## Hidden Layers

We described affine transformations as linear transformations with added bias. To begin, recall the model architecture corresponding to our softmax regression example. This model maps input directly to outputs via a single affine transformation, followed by a softmax operation. If our labels were truly related to the input data by a simple affine transformation, then this approach would be sufficient. However, linearity (in affine transformations) is a *strong* assumption.

### Limitations of Linear Models

For example, linearity implies the *weaker* assumption of *monotonicity*, i.e., that any increase in our feature must either always cause an increase in our model's output (if the corresponding weight is positive), or always cause a decrease in our model's output (if the corresponding weight is negative). Sometimes that makes sense. For example, if we were trying to predict whether an individual will repay a loan, we might reasonably assume that all other things being equal, an applicant with a higher income would always be more likely to repay than one with a lower income.

### Universal Approximators

Even with a single-hidden-layer network, given enough nodes (possibly absurdly many), and the right set of weights, we can model any function. Actually learning that function is the hard part, though.

## Activation Functions

Activation functions decide whether a neuron should be activated or not by calculating the weighted sum and further adding bias to it.

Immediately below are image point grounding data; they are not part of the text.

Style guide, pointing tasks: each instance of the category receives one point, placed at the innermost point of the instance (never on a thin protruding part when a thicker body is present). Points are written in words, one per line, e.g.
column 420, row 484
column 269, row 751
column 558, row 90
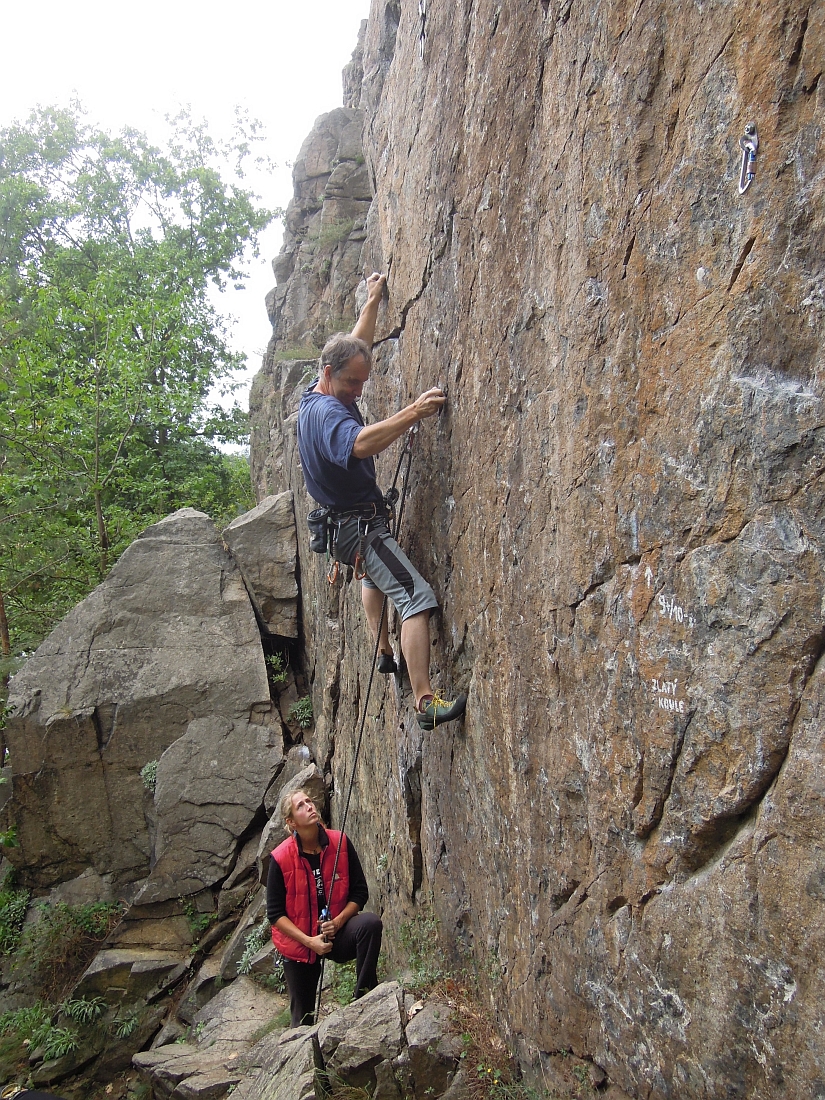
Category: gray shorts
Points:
column 387, row 568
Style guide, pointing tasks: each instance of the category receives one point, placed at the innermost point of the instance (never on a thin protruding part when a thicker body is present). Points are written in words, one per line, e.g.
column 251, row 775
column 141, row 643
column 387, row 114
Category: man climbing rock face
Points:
column 337, row 452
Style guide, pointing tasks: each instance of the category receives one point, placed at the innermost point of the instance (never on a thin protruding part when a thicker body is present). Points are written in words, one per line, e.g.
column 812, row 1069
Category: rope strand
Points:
column 406, row 452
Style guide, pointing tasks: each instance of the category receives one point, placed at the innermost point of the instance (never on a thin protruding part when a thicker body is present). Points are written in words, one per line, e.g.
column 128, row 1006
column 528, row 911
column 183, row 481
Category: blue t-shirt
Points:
column 327, row 430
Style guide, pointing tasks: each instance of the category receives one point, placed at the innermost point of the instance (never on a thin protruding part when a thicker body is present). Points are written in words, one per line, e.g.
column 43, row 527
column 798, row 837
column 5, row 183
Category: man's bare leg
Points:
column 373, row 601
column 416, row 649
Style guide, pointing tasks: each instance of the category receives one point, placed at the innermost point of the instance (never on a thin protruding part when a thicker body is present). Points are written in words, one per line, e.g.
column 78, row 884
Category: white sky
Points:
column 132, row 64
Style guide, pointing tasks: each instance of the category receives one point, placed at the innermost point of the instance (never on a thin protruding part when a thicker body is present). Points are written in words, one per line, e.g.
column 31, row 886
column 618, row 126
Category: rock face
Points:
column 620, row 512
column 263, row 543
column 167, row 642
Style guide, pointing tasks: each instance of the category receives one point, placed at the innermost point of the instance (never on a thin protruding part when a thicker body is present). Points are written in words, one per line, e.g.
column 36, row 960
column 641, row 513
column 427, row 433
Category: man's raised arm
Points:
column 376, row 437
column 365, row 325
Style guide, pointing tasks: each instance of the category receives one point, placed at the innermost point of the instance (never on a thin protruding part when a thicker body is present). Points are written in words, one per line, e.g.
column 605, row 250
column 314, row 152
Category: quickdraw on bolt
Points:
column 749, row 145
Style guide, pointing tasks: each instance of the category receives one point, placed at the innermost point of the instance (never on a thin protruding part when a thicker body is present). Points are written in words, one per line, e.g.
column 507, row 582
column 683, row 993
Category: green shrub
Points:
column 149, row 774
column 58, row 1042
column 55, row 949
column 301, row 713
column 418, row 938
column 13, row 904
column 256, row 938
column 84, row 1011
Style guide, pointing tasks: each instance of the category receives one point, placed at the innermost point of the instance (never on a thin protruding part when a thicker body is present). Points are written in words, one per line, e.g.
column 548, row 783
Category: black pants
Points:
column 359, row 939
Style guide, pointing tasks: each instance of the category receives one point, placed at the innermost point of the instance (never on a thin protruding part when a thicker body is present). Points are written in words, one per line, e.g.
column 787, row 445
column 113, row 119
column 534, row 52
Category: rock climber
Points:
column 337, row 453
column 299, row 888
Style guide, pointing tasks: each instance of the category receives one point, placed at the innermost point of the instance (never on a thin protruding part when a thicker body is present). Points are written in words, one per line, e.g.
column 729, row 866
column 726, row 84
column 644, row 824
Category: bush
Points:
column 54, row 950
column 419, row 939
column 301, row 713
column 255, row 939
column 13, row 904
column 149, row 774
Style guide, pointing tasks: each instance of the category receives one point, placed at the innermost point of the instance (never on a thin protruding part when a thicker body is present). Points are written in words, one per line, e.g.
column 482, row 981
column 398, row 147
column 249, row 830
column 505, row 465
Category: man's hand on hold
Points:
column 375, row 285
column 429, row 403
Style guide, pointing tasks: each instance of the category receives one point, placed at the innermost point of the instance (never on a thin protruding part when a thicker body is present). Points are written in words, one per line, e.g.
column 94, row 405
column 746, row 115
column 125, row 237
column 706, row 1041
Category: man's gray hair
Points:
column 341, row 348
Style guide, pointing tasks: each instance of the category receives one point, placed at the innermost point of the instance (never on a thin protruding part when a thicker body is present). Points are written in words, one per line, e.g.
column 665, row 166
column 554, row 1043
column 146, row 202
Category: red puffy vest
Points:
column 301, row 899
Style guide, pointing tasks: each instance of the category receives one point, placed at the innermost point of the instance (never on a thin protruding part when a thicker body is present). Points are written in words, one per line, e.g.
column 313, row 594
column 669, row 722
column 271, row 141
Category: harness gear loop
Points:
column 406, row 452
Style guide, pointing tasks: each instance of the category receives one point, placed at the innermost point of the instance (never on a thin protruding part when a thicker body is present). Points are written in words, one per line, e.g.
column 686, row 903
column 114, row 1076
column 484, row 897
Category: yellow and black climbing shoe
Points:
column 386, row 664
column 437, row 711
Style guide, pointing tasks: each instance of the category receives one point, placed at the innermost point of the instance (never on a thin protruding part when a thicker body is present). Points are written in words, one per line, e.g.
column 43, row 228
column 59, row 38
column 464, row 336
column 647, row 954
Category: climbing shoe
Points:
column 438, row 711
column 386, row 663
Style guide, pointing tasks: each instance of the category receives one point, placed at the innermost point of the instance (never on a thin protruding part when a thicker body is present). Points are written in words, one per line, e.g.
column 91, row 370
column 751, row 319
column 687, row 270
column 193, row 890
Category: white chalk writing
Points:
column 673, row 612
column 666, row 695
column 675, row 705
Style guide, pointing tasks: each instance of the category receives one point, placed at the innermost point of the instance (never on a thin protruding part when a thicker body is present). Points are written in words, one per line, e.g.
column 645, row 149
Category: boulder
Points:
column 370, row 1031
column 212, row 1060
column 433, row 1048
column 233, row 1018
column 167, row 638
column 210, row 785
column 120, row 975
column 264, row 545
column 283, row 1067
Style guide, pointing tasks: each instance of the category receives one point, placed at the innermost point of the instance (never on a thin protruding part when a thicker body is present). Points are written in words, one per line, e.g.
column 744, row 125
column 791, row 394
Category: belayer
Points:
column 337, row 452
column 315, row 906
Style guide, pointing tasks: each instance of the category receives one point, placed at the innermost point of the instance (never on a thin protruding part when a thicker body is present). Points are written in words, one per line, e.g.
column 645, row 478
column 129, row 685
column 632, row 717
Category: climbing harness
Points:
column 749, row 145
column 394, row 497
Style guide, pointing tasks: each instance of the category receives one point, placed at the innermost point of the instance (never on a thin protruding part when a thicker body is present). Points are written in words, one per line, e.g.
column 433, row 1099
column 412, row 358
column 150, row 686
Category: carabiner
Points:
column 749, row 145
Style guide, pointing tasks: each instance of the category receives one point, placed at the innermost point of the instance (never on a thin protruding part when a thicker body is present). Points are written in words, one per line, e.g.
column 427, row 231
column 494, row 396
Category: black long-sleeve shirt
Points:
column 276, row 887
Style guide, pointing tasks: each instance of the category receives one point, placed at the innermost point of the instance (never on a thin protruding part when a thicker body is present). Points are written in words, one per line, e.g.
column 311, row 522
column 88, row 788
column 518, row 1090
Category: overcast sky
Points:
column 132, row 64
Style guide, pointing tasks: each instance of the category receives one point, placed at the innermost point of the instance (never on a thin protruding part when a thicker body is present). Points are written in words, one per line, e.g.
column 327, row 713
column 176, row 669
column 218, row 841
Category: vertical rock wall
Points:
column 622, row 514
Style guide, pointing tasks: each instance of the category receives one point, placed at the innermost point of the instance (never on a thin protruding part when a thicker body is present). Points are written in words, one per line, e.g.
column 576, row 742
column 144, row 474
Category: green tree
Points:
column 111, row 348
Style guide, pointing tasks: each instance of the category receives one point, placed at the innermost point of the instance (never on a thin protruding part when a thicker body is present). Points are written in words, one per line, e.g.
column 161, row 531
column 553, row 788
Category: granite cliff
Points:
column 620, row 512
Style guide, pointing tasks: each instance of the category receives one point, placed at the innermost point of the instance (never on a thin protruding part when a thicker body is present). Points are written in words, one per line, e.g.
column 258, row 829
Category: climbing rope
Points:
column 406, row 453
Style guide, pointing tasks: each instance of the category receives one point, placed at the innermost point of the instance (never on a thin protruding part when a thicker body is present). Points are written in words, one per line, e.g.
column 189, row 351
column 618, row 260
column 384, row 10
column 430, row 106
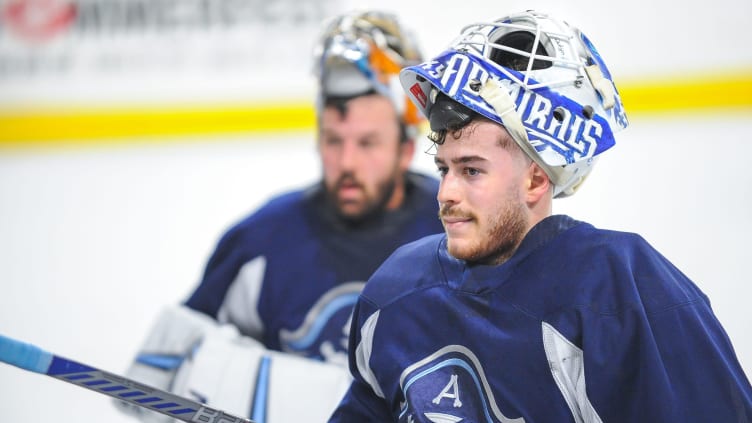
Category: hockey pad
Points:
column 174, row 335
column 240, row 376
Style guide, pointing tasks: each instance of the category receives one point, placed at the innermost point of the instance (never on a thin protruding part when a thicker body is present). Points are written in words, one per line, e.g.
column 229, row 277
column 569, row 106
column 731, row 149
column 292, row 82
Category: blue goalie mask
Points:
column 540, row 78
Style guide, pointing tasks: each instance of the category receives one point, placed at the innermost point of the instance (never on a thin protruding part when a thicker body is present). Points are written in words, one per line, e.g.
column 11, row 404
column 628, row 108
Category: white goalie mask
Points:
column 540, row 78
column 363, row 52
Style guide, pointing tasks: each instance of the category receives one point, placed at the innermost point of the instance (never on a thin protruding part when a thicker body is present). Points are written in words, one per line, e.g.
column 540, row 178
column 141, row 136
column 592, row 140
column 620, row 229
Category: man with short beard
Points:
column 515, row 314
column 265, row 333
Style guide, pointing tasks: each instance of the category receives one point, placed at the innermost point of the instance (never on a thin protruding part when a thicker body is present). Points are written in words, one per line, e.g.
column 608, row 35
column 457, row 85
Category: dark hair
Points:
column 340, row 103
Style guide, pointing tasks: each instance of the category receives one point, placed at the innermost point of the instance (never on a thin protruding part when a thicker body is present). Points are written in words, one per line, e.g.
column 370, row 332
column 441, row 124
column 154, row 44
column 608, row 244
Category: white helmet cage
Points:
column 363, row 52
column 540, row 78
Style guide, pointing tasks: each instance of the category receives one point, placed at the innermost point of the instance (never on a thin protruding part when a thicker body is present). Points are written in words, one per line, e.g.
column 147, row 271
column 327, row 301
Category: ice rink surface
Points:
column 94, row 241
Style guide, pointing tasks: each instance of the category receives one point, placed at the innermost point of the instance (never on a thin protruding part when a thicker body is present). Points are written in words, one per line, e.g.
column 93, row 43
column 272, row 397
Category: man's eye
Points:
column 332, row 141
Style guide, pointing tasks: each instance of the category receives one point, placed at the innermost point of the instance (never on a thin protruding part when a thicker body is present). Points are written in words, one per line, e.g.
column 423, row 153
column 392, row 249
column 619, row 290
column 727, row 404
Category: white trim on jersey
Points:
column 240, row 306
column 567, row 367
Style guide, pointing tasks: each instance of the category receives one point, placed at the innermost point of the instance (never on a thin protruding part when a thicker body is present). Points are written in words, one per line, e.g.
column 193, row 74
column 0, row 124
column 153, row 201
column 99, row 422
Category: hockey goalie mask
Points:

They are differentiable operators for transforming input signals to outputs, while most of them add nonlinearity.

### ReLU

Given an element $x$, the function is defined as the maximum of that element and 0.

Informally, the ReLU function retains only positive elements and discards all negative elements by setting the corresponding activations to 0.

In [None]:
%matplotlib inline
import torch
from d2l import torch as d2l

x = torch.arange(-8.0, 8.0, 0.1, requires_grad=True)
y = torch.relu(x)
d2l.plot(x.detach(), y.detach(), 'x', 'relu(x)', figsize=(5, 2.5))